I used companion planting principles to assign plants to beds so the crops would support each other instead of compete. For beginners, it’s a gentle introduction to a more ecological approach to the garden: think plant partnerships, not just rows.
Seed-Starting Basics I Learned (So You Don’t Repeat My Mistakes)
Last year I left seeds on a porch and hoped for the best. This year I learned some important seed-starting basics that made a big difference in my planning:
Start seeds indoors on the right schedule: Use your last frost date. For zone 6B mine is around May 15 — that means seeds that require more time should be started in late February/early March indoors (broccoli, cabbage, Brussels sprouts, celery).

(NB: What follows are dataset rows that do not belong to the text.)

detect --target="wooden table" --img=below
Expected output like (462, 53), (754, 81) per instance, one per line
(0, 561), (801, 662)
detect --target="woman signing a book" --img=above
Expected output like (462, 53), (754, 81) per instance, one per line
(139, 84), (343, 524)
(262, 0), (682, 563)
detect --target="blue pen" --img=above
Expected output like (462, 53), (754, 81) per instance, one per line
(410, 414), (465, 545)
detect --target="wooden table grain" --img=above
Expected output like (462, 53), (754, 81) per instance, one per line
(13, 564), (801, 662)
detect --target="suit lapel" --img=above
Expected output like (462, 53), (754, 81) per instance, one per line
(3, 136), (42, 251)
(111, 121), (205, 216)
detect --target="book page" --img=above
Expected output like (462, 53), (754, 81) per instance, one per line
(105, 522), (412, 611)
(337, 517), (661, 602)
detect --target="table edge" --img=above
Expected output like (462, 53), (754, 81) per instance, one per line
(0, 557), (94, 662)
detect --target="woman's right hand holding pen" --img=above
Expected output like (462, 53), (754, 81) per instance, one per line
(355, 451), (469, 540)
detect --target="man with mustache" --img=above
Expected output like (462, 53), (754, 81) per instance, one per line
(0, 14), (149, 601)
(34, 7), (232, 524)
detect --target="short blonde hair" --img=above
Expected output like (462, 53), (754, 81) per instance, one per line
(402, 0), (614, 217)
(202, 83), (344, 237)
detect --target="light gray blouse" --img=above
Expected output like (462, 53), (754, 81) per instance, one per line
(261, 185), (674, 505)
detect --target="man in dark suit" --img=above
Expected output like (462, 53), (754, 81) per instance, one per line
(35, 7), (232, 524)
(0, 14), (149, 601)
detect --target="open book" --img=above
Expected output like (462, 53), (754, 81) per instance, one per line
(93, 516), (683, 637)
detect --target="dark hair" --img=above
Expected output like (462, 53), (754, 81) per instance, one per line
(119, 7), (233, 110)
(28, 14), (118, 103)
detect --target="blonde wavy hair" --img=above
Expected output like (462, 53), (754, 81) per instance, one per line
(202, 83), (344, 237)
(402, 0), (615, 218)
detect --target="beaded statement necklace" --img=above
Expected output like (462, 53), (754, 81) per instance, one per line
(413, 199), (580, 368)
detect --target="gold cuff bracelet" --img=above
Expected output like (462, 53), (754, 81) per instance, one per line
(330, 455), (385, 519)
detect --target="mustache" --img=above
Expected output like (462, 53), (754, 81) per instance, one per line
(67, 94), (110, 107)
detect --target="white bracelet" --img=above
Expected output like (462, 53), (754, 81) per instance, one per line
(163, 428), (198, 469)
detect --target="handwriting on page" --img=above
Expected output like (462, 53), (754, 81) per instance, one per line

Use appropriate pot sizes: Skip tiny seed trays if you can; plant seedlings directly in a pot that’s roughly the size they’ll need in a few weeks. Transplanting fewer times reduces shock and saves space in the long run.
Moisten your potting mix before planting: Wetting the soil first prevents seeds from sinking or moving after you water. I suspect this was one reason some of my seeds failed last year.
Use a seed-starting mix and good potting soil: Seed-starting mix is lighter and helps germination; mix it with potting soil as needed for later stages.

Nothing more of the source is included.